5000 a day is naf all.


----------



## Tall (Aug 14, 2007)

Impstar17 said:


> 5000 a day!! OMG what were you eating?


5000kcal was on workout days - non workout days some of the carbs were dropped. I was training twice per week doing a 2 day split.

Diet at the time was:



> Morning Shake (100g Whey/Casein, 75g Oats, Pint Milk), 95g P, 135g C, 18g F, 1082kcal
> 
> 200g Chicken w/ Salad and Flax, 60g P, 5g C, 10g F, 350kcal
> 
> ...


----------



## Tall (Aug 14, 2007)

Ollie B said:


> 5000 a day is naf all.


True. But for most people I'd say its too high. Most people don't need to eat anywhere near what they try and eat...


----------



## Ollie B (Mar 14, 2007)

TH&S said:


> True. But for most people I'd say its too high. Most people don't need to eat anywhere near what they try and eat...


True. I just have a big appetite


----------



## Impstar17 (Mar 11, 2008)

TH&S said:


> 5000kcal was on workout days - non workout days some of the carbs were dropped.
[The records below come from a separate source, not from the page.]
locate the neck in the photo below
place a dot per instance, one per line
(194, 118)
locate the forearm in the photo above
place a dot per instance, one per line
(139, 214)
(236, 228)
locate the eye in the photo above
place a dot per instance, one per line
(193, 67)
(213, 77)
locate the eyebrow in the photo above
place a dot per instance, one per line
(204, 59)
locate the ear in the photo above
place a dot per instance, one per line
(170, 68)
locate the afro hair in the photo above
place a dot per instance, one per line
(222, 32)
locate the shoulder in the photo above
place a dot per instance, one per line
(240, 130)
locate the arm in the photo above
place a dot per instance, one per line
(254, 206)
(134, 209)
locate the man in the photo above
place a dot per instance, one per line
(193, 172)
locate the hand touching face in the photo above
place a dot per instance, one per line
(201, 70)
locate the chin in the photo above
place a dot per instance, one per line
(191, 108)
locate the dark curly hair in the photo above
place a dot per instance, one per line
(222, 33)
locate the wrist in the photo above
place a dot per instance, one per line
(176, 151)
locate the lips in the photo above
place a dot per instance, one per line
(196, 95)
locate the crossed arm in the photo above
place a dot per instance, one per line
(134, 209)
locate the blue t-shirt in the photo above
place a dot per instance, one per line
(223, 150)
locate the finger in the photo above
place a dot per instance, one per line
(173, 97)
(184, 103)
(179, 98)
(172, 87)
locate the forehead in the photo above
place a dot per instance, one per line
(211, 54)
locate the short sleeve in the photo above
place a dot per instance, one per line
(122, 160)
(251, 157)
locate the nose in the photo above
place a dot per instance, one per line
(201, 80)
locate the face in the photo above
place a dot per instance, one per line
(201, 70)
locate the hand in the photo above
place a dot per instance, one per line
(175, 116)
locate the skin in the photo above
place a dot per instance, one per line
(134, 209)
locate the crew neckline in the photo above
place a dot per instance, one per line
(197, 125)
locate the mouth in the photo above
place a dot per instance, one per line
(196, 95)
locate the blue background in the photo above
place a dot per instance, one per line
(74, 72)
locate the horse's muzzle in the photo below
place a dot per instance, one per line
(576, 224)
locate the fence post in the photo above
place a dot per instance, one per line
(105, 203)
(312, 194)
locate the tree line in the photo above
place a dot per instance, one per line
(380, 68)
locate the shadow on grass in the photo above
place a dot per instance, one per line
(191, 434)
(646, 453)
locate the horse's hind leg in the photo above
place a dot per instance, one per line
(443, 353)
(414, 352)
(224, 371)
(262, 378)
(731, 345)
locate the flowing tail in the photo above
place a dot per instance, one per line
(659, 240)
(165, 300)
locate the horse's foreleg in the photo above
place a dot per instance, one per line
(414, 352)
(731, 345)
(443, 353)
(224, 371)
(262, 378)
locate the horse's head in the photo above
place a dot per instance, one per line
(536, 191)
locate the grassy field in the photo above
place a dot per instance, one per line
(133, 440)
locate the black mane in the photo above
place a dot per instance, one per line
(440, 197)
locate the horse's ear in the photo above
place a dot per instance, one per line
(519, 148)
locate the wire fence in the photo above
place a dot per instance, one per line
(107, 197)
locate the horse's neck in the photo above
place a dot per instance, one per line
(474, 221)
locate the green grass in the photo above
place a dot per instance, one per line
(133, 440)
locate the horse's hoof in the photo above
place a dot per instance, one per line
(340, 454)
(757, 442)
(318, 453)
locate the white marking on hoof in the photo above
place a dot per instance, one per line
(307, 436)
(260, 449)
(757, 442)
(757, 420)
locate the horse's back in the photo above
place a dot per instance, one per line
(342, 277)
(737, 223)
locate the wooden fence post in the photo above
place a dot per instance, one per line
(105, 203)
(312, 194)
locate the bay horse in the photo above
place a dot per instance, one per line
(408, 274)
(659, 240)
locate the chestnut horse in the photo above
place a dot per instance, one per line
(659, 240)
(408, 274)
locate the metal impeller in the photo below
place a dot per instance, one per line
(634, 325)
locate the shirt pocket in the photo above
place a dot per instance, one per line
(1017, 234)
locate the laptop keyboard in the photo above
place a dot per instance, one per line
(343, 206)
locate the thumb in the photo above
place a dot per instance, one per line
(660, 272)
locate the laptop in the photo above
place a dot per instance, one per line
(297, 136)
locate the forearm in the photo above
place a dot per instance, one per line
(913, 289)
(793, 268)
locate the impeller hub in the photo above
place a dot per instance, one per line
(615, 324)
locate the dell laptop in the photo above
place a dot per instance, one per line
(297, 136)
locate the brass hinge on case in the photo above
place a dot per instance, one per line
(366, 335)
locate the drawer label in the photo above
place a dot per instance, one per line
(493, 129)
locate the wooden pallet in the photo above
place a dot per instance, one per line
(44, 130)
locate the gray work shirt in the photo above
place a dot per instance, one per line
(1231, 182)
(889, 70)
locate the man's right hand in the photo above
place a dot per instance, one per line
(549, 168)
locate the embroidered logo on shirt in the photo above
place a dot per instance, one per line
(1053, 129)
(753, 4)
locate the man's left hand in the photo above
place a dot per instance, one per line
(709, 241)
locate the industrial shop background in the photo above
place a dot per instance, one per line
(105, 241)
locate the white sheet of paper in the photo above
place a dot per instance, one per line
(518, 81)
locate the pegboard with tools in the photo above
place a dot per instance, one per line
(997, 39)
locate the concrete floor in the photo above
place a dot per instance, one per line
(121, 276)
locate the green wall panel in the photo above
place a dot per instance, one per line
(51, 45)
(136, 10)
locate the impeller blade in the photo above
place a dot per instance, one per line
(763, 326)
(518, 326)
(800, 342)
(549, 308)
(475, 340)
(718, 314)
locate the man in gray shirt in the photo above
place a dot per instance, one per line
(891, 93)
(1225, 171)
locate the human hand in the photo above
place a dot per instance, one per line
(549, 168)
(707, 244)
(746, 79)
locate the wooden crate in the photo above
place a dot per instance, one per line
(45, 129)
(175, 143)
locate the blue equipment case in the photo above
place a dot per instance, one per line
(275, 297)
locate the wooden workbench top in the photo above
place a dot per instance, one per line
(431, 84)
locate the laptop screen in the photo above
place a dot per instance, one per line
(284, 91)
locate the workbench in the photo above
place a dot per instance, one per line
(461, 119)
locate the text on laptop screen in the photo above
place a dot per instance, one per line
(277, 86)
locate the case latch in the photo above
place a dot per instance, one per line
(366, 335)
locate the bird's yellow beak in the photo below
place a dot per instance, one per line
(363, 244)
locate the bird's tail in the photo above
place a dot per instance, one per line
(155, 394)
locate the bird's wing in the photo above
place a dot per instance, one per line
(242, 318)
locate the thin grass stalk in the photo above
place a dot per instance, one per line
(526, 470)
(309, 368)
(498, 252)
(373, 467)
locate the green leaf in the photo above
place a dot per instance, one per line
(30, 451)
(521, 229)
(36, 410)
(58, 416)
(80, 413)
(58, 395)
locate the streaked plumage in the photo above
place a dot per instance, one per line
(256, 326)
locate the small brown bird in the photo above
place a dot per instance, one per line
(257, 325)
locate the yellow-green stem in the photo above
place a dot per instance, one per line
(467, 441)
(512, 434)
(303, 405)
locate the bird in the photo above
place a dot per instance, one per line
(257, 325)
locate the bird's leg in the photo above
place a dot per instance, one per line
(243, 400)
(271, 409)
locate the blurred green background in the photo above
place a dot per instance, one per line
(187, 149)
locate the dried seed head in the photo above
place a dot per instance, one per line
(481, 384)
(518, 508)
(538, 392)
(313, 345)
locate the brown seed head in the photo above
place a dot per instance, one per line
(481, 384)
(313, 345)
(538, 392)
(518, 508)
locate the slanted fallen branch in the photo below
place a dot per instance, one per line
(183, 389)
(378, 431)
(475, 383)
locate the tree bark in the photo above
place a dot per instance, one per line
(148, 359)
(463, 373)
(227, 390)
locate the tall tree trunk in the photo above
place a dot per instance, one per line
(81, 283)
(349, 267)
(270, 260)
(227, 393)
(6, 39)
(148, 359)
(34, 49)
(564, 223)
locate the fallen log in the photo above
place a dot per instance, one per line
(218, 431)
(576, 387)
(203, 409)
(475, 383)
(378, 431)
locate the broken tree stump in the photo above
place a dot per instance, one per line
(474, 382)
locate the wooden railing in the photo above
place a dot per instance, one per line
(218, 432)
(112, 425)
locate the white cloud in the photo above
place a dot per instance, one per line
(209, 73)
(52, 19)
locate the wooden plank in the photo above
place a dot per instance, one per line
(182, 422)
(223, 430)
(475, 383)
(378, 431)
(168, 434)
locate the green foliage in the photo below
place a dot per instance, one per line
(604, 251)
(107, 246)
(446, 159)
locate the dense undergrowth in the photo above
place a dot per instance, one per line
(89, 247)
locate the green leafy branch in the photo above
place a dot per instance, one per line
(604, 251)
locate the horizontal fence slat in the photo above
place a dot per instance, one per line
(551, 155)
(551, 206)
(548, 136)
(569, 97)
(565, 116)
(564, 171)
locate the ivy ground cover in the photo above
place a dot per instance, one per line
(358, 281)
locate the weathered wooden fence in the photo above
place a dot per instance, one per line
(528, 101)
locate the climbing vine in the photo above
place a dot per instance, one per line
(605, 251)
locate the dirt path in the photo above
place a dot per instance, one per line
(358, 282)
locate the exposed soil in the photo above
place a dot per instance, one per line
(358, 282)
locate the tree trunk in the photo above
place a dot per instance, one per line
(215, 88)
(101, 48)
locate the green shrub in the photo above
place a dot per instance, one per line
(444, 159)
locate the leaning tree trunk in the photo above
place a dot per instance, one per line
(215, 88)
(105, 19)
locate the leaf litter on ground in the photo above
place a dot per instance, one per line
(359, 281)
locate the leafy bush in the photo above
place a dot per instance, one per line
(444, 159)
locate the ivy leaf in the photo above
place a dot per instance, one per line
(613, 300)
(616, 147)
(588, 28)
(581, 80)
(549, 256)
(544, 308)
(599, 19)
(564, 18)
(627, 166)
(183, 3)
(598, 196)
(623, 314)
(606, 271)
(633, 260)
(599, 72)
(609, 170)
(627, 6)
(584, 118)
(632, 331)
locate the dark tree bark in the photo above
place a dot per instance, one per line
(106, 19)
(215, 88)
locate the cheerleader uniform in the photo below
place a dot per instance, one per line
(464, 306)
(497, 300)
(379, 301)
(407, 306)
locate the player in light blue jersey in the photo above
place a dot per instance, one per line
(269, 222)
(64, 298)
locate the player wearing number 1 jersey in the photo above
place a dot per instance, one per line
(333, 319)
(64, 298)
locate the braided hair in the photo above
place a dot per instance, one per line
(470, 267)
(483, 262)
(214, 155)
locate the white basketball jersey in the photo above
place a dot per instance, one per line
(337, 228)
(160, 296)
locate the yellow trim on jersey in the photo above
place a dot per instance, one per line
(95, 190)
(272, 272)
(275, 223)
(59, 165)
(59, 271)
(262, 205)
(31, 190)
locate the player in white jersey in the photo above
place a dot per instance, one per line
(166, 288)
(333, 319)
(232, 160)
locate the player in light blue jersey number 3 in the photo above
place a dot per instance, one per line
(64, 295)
I was training twice per week doing a 2 day split.
> 
> Diet at the time was:


So did you stick to the same foods/ diet for a period of time or did you change the foods?

What shakes where you taking (brand) ?


----------



## Tall (Aug 14, 2007)

Impstar17 said:


> So did you stick to the same foods/ diet for a period of time or did you change the foods?
> 
> What shakes where you taking (brand) ?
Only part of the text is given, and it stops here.